Breast Cancer Forum Analysis
- Category: Data Analysis
- Company: Private Client (UpWork)
- Code Repo: Private
- Language: Python
Worked on a long-term, multi-stage project on UpWork to perform exploratory analysis including a multi-stage project involving data scraping, exploratory analysis (using sentiment extraction) and unsupervised clustering.
Data Scraping
Initially worked on a simple bot that scraped HTML pages from the Inspire Medical Forum. However, the forum restricts user information to only logged-in users.
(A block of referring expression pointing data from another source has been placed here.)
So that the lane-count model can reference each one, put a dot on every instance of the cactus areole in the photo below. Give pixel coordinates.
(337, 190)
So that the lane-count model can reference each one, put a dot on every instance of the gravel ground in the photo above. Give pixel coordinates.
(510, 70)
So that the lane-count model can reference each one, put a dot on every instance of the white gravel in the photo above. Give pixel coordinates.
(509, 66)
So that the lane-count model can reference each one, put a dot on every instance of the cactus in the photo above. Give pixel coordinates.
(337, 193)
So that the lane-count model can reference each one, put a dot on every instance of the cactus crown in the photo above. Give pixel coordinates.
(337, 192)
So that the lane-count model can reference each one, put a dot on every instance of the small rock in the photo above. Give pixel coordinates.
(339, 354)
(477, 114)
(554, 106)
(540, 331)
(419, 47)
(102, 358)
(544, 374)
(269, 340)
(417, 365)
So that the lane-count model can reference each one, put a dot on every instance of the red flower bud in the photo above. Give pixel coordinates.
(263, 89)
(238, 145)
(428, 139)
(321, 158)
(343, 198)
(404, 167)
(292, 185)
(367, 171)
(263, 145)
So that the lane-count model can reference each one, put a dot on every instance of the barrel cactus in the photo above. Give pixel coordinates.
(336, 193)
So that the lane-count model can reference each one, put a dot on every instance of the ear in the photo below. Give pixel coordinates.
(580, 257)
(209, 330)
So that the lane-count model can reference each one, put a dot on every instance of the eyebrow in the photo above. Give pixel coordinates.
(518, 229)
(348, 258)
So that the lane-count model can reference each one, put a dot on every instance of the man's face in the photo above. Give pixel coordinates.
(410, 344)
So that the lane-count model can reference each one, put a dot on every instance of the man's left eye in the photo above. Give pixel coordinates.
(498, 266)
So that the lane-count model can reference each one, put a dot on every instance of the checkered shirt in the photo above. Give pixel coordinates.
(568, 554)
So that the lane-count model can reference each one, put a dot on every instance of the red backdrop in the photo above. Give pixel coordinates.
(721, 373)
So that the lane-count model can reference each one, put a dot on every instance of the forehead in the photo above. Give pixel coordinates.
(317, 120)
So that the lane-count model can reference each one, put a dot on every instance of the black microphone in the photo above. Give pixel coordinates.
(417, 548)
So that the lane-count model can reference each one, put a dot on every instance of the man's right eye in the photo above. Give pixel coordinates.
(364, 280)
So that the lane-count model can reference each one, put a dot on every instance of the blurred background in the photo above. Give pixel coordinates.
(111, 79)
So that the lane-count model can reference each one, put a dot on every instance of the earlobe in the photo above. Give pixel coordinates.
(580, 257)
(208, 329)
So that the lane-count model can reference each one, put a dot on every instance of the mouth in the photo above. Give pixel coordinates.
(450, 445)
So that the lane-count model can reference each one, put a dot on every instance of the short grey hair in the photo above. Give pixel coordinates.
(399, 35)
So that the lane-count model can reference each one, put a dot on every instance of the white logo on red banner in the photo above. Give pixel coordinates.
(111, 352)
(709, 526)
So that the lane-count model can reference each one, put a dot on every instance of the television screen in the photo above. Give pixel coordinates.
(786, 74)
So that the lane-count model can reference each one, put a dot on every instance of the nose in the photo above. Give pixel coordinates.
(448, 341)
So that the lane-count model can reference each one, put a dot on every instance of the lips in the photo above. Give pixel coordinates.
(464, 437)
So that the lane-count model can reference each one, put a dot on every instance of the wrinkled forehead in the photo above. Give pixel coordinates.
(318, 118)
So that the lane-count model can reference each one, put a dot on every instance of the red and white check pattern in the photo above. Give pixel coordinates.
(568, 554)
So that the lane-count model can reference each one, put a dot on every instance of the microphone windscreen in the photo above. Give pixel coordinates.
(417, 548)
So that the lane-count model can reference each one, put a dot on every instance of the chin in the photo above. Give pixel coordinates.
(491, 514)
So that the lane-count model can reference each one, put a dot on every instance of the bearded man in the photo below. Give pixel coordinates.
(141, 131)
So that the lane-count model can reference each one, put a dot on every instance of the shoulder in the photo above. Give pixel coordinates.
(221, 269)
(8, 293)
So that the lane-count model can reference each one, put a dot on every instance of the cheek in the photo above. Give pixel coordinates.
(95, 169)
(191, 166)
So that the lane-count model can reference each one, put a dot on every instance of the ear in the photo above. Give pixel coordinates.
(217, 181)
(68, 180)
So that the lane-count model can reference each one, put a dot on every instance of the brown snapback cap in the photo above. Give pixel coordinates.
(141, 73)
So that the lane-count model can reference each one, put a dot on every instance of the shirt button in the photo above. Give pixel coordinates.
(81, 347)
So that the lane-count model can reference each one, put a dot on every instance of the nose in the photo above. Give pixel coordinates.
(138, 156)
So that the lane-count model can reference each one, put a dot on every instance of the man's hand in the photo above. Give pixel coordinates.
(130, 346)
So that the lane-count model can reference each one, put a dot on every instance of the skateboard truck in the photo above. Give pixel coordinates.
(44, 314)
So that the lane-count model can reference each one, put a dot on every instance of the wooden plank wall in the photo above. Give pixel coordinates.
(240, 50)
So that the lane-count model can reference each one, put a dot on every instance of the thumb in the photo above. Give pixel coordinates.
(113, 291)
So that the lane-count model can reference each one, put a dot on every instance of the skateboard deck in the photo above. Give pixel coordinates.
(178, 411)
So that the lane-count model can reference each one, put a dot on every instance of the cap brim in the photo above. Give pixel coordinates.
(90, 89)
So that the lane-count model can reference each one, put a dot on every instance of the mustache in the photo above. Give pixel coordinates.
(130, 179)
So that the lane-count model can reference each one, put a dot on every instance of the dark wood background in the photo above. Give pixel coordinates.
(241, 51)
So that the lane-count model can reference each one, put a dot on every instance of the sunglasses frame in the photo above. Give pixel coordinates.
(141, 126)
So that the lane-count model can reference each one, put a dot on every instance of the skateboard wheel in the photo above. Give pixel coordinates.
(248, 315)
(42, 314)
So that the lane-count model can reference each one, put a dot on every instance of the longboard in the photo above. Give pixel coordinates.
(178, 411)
Thus, in the second phase, developed a crawler bot using Python's excellent Selenium library that could log-in and scrape user and thread information using a Chrome instance.With the help of this bot, I scraped over 50k user posts on threads and around 6k user profiles.
Sentiment Analysis
Performed sentiment analysis to extract the sentiment of user posts using two approaches,• Positive and Negative words approach which weighs the use of positive words against negative words to score a certain sentence.
• An open-source lexicon and rule-based sentiment analysis tool called vaderSentiment that is specifically attuned to sentiments expressed in social media.
K-Means Clustering
Used an the unsupervised clustering method, called K-Means clustering, to cluster posts based on different metrics including,• Medical Drugs discussed in the post as categorical variables. The drugs were extracted based on lexicons provided by the client. Used exact match heuristics to extract their similarity.
• Sentiment score of the post.
• Similarity of the user's interests and communities they were member of who created that post.